In the emptying room he felt the cool hand of his counsel touch his own, and followed him—with a watchful deputy-sheriff now in hand-reach—to a side door that opened into a chamber at the rear of the court-room. On the threshold the lawyer turned to the sheriff.
"There's no hurry, Jerry," he said peevishly. "You wait out here a few minutes. The old man himself is coming. He wants to see him."
"Mr.
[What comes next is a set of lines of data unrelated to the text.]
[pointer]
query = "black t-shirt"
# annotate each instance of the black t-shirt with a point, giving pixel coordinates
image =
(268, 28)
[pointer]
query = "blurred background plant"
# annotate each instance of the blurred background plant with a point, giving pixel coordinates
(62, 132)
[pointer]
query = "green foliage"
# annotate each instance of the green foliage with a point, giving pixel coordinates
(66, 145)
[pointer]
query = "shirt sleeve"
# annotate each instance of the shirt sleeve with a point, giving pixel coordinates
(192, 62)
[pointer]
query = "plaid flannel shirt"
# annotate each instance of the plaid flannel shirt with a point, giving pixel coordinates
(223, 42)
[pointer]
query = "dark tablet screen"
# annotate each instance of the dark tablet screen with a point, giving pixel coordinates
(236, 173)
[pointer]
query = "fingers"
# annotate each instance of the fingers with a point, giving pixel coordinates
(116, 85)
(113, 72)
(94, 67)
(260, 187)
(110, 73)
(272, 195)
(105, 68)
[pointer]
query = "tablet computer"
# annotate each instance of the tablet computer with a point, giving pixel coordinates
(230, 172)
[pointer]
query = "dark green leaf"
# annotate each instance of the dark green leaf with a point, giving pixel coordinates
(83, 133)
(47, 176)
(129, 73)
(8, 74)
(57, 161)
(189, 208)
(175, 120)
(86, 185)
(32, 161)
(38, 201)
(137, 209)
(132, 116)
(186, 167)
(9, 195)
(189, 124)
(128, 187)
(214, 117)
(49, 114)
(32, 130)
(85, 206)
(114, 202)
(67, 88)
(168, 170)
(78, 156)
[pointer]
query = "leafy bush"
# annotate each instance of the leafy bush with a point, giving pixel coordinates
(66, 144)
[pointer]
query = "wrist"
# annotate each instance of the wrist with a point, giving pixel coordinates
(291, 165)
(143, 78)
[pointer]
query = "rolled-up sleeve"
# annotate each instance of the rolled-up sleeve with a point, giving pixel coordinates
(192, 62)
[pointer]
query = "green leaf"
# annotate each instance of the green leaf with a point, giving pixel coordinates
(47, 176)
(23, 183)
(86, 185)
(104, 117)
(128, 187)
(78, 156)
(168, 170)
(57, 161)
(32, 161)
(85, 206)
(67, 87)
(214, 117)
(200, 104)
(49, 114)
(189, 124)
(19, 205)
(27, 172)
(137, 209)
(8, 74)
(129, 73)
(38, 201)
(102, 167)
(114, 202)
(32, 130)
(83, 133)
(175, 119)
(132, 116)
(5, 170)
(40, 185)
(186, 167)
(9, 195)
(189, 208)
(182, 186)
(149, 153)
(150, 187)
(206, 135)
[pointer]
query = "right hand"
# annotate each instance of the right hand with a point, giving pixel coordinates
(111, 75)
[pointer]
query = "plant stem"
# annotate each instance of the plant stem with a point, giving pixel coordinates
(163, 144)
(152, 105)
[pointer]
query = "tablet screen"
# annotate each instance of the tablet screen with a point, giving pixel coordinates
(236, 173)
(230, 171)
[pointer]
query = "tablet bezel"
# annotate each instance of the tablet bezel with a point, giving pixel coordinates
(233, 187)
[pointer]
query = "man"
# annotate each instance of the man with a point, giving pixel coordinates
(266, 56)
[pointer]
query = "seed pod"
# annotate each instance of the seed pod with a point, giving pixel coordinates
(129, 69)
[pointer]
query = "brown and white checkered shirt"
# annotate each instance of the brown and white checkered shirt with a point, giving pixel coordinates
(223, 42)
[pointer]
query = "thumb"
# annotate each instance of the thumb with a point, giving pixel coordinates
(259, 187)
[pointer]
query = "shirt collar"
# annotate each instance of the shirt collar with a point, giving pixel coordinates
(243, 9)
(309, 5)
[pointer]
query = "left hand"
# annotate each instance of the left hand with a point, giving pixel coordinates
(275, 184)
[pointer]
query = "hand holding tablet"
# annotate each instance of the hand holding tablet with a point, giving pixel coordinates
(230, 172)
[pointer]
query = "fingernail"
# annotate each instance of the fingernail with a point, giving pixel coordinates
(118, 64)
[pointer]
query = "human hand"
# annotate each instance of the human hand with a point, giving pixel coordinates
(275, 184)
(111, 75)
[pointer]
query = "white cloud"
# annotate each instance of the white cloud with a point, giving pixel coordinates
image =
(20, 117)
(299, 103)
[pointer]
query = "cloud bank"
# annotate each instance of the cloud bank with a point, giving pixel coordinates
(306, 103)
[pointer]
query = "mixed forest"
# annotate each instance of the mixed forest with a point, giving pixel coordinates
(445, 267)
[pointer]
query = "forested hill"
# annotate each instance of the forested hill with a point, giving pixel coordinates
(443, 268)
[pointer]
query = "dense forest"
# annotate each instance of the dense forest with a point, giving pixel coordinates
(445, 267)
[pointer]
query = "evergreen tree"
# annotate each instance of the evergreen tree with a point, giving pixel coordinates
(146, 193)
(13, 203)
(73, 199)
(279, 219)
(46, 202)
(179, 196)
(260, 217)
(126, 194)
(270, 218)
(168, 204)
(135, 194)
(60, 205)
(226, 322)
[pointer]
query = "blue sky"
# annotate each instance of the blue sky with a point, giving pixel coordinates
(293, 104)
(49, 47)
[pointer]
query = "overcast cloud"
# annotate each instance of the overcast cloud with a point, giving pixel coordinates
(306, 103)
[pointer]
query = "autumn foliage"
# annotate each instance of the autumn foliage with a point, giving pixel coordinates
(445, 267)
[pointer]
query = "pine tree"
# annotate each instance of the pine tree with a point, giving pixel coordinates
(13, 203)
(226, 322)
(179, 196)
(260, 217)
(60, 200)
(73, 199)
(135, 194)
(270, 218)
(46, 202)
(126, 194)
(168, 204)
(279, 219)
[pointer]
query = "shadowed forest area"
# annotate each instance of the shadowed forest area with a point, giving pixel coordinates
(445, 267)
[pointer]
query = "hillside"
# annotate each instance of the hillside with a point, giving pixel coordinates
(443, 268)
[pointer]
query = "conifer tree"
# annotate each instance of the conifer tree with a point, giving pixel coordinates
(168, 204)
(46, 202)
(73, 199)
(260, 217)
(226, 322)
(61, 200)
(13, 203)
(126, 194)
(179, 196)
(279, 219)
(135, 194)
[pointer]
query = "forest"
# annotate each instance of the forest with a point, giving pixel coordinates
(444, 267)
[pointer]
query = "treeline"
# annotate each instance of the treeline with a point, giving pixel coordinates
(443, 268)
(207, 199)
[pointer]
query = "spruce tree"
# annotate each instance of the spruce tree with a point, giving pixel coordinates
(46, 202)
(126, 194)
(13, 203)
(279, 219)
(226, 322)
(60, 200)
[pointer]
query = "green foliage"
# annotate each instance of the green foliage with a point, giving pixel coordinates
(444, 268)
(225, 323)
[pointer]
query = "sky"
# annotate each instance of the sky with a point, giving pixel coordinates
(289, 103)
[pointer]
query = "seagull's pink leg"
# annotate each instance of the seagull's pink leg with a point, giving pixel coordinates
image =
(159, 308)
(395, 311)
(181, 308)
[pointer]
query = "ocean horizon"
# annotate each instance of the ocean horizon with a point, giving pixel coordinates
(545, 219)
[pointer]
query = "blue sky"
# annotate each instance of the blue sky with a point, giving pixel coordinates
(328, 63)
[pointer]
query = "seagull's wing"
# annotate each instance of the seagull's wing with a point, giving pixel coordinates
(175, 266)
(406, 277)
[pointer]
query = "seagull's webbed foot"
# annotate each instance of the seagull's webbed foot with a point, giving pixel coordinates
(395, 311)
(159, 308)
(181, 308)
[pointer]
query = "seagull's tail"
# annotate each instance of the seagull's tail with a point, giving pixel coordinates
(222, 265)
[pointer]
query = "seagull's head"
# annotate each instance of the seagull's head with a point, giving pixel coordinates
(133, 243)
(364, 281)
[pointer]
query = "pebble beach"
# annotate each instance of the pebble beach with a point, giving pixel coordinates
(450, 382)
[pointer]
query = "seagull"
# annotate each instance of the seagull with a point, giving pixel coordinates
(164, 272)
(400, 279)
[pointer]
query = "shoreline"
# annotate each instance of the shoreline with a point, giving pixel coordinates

Mason," said Sevier as the other closed the door. "I shall not pretend to thank you for your interest and kindness."
The man of briefs shrugged his shoulders. "There's nothing to thank me for," he answered briskly. "Now, if I had cleared you—"
Harry nodded. "Naturally, you couldn't do that. You were at a disadvantage."
"Thanks to you!"
"Yes, I didn't assist you much, I know."
"Didn't help me at all," came back in a growl.
"No doubt you think I might have," said Harry. "But please don't count me unresponsive. It is only that the logic of the situation appealed to me as unanswerable. But it is a privilege," he added, with the glimmer of a smile, "to have been associated with you."
Mason looked at him with a twist to his saturnine lips. "You have been my most remarkable client," he said. "It would have pleased me to have gotten you off. But unluckily for you, I'm no Harry Sevier."